06.30.15

Ranking Member Grijalva Hails New Interior Department Tribal Recognition Process, Calls Republican Approach "Paternalistic and Inappropriate"

Washington, D.C. - Ranking Member Raúl M. Grijalva today hailed the newly announced Interior Department (DOI) process for formally recognizing Native American tribes. The process, announced in a rulemaking on the so-called Part 83 process for DOI to recognize a tribe at the federal level, will reduce wait times for petitioning Indian Country communities and clarify recognition procedures.

The rule was prepared by DOI Assistant Secretary for Indian Affairs Kevin K. Washburn. A fact sheet on the new rule’s highlights is available at http://1.usa.gov/1Io7J2j.  

Grijalva is speaking today at the National Congress of American Indians conference in St. Paul, Minn., on the importance of proper federal government-to-government relations with tribes, among other issues.

The rule comes as congressional Republicans continue to claim without evidence that DOI wants to loosen recognition rules and “invent” new tribes. Under chairman Don Young (R-Alaska), the Subcommittee on Indian, Insular and Alaska Native Affairs held an April 22 hearing on the tribal recognition process titled “The Obama Administration’s Part 83 Revisions and How They May Allow the Interior Department to Create Tribes, not Recognize Them.”

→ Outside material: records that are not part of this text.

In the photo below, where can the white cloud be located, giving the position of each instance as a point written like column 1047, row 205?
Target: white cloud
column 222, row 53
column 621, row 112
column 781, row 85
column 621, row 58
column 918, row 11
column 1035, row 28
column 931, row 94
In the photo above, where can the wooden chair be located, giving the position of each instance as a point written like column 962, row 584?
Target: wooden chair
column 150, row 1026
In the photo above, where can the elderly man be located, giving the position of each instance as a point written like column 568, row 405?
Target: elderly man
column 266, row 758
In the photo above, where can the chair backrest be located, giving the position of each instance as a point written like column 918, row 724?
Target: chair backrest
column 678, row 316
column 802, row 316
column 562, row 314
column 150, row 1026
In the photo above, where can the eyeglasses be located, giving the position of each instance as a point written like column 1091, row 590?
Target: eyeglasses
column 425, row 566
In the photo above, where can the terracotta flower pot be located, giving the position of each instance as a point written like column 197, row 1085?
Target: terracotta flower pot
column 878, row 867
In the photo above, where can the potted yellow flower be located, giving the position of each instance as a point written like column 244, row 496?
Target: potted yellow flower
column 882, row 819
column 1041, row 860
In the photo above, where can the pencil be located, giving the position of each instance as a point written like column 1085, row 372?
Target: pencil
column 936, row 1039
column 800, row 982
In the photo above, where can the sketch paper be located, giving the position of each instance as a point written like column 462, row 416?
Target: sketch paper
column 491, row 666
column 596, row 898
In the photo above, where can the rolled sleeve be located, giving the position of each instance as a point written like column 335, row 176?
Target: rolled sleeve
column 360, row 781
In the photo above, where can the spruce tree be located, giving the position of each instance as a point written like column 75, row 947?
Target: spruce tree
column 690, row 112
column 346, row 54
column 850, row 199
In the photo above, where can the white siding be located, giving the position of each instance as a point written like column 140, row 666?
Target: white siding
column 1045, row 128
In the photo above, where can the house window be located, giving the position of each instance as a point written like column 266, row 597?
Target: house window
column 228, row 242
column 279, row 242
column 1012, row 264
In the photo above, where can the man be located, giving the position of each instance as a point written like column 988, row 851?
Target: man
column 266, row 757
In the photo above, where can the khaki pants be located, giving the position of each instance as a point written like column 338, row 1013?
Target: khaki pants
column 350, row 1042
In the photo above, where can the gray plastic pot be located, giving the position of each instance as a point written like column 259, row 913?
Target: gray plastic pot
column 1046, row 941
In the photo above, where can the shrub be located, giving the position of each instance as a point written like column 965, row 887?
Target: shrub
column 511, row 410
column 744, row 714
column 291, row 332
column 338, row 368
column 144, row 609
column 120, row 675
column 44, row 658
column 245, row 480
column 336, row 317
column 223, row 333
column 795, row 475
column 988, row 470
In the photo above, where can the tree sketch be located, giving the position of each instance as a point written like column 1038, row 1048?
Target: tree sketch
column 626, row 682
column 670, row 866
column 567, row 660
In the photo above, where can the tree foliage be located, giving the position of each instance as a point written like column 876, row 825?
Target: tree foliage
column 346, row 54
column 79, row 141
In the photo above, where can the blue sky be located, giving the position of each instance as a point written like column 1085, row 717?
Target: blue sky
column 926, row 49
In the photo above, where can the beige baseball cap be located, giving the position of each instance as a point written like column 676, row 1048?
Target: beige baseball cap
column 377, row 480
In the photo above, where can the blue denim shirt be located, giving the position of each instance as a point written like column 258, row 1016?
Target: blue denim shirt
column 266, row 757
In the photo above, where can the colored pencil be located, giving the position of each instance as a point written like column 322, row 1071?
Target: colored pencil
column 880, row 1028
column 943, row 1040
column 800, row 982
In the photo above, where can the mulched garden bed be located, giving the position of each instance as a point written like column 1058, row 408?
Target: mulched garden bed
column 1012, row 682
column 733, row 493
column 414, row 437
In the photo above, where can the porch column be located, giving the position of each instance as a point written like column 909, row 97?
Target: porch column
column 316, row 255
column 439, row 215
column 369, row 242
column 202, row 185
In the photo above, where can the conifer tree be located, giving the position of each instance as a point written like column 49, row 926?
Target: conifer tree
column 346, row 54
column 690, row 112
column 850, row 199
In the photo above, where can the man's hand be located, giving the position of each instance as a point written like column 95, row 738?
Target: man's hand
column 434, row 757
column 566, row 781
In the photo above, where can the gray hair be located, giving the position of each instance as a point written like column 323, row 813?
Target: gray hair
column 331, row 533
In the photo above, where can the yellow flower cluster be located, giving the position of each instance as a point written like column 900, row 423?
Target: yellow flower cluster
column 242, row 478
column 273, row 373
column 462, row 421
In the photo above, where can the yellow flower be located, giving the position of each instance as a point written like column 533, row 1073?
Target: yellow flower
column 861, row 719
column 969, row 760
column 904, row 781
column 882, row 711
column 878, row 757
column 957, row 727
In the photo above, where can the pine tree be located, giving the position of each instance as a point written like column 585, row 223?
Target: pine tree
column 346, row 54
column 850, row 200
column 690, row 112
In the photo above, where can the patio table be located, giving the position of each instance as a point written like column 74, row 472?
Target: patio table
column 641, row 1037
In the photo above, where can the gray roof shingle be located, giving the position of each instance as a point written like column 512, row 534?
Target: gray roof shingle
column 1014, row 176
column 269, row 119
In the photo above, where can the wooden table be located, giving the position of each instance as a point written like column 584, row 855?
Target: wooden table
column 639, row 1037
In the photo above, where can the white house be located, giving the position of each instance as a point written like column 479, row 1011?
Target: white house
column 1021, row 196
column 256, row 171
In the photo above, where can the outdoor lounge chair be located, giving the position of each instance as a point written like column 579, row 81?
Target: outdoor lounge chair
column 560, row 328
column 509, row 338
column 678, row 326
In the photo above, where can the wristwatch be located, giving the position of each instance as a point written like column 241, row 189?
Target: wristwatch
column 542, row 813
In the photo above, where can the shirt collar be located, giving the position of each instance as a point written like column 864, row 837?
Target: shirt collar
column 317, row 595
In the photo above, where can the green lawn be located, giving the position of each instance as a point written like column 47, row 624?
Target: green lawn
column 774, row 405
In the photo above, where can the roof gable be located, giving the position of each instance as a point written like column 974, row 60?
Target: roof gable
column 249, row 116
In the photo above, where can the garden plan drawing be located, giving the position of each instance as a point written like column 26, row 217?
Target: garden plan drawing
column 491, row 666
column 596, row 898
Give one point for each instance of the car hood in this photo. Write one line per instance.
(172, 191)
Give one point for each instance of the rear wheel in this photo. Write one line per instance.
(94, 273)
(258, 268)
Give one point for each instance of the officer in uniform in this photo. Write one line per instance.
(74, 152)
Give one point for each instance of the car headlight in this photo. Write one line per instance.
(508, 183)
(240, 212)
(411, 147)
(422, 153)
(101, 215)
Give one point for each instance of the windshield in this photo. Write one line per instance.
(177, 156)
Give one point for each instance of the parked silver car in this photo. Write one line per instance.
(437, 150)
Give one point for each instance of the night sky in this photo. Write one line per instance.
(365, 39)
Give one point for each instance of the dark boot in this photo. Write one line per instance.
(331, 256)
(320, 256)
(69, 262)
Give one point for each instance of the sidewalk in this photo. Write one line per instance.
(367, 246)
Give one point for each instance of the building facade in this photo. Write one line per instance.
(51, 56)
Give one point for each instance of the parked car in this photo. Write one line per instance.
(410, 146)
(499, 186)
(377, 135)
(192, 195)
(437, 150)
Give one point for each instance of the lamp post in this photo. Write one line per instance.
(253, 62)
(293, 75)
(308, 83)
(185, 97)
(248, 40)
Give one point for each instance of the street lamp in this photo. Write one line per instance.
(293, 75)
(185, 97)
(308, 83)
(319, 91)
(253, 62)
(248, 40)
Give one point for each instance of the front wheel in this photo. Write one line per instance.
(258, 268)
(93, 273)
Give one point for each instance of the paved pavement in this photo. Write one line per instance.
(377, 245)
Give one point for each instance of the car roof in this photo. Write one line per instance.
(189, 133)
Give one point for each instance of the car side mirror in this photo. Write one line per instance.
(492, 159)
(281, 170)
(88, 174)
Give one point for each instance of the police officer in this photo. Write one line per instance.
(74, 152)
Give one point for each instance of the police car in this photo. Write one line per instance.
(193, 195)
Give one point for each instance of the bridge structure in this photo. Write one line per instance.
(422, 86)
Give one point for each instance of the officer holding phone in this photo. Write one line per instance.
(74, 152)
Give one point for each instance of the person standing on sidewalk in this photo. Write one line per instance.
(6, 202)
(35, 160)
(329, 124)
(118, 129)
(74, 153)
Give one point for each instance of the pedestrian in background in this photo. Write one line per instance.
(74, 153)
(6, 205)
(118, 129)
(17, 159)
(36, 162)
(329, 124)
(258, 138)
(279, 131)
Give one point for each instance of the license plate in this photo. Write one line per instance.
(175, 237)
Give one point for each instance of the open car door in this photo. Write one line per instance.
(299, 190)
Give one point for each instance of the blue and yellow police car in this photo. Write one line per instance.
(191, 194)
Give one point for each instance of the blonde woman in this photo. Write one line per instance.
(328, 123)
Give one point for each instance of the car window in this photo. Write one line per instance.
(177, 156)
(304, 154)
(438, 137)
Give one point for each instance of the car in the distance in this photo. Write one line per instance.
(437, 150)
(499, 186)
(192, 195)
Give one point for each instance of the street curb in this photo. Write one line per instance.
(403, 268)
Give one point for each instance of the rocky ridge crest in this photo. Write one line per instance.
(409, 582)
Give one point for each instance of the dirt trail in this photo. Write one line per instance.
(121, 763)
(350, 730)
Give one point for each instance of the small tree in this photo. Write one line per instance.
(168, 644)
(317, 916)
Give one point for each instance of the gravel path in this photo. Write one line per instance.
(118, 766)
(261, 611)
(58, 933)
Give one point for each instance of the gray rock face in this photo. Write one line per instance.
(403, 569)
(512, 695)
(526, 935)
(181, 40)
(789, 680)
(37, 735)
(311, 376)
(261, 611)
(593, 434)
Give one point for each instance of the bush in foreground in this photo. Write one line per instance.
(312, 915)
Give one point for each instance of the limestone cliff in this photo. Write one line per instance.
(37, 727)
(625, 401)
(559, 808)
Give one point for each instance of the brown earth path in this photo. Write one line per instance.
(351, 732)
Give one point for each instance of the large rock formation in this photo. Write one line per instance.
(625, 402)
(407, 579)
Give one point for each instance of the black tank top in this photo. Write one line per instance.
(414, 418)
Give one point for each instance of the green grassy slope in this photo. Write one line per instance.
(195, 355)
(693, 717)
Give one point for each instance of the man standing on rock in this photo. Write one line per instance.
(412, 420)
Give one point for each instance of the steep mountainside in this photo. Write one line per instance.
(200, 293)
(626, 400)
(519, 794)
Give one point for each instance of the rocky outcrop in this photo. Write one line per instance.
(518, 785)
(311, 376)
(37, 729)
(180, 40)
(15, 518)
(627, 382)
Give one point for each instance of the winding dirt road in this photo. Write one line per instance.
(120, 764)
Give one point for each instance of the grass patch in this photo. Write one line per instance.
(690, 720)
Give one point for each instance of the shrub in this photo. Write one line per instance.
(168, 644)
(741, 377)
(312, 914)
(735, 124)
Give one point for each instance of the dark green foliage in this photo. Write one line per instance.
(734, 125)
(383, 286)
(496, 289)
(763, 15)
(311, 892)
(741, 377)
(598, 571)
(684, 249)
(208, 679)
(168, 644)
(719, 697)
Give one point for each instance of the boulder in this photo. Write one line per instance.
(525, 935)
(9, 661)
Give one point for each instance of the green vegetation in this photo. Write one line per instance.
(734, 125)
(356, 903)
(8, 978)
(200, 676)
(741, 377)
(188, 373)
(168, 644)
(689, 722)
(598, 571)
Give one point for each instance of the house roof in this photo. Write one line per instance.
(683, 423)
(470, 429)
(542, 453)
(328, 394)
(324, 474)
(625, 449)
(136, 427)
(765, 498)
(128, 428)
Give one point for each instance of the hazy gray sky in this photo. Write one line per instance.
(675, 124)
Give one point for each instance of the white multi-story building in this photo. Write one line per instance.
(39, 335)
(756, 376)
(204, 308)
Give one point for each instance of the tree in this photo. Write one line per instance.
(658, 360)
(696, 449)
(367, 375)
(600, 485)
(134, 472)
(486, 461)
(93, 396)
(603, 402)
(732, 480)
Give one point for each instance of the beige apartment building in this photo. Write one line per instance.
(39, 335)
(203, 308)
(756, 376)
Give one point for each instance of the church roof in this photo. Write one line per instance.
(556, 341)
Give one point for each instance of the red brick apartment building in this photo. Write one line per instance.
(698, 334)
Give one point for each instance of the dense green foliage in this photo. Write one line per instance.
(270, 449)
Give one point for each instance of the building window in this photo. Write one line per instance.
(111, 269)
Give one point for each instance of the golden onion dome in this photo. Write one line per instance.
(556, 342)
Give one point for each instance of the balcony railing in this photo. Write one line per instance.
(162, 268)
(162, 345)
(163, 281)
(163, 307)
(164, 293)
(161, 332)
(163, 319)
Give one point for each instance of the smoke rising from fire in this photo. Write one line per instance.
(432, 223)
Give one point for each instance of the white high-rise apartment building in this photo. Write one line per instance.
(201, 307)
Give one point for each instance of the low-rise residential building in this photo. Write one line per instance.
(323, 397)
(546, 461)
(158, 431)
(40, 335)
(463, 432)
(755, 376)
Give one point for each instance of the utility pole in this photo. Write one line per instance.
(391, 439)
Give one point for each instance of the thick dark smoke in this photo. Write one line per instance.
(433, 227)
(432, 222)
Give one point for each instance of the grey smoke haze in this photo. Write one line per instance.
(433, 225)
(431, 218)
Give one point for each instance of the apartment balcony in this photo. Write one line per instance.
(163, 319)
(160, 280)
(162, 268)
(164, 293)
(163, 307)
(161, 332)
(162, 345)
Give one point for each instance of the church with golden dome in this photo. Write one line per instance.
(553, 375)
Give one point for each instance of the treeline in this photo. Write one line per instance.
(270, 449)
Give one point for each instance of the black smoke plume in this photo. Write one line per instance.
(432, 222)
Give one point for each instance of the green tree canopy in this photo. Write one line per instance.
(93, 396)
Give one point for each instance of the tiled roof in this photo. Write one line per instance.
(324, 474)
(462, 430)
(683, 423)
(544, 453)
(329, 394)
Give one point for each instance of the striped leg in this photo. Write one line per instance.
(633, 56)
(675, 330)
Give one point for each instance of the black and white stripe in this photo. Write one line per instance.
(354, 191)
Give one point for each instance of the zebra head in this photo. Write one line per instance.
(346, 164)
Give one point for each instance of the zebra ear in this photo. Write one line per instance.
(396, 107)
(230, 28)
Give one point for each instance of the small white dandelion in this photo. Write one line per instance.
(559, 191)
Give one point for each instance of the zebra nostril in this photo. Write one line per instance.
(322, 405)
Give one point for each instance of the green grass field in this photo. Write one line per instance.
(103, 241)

“Years of uncertainty have left too many Native American communities in limbo, and today’s rule gives them the clear path forward they need,” Grijalva said. “The Interior Department made the right choice for Indian Country and the nation, and I congratulate Assistant Secretary Washburn and his team on the results of their hard work. Unfortunately, my Republican colleagues have preferred to treat Indian Country like an unwelcome guest at the dinner table rather than a sovereign decision-making partner. Their sky-is-falling rhetoric about inventing new tribes is paternalistic and inappropriate, and I join with many Native American tribes, nations and communities in hoping they’ll change their attitude. Today’s rule is a good opportunity to start working with tribes instead of treating them as political hostages. I hope they take it.”

Grijalva said Congress should focus on solving actual problems, like establishing a permanent Carcieri fix to solve longstanding tribal land acquisition issues, rather than “continuing to create political hurdles for Indian Country in the name of responsible oversight.”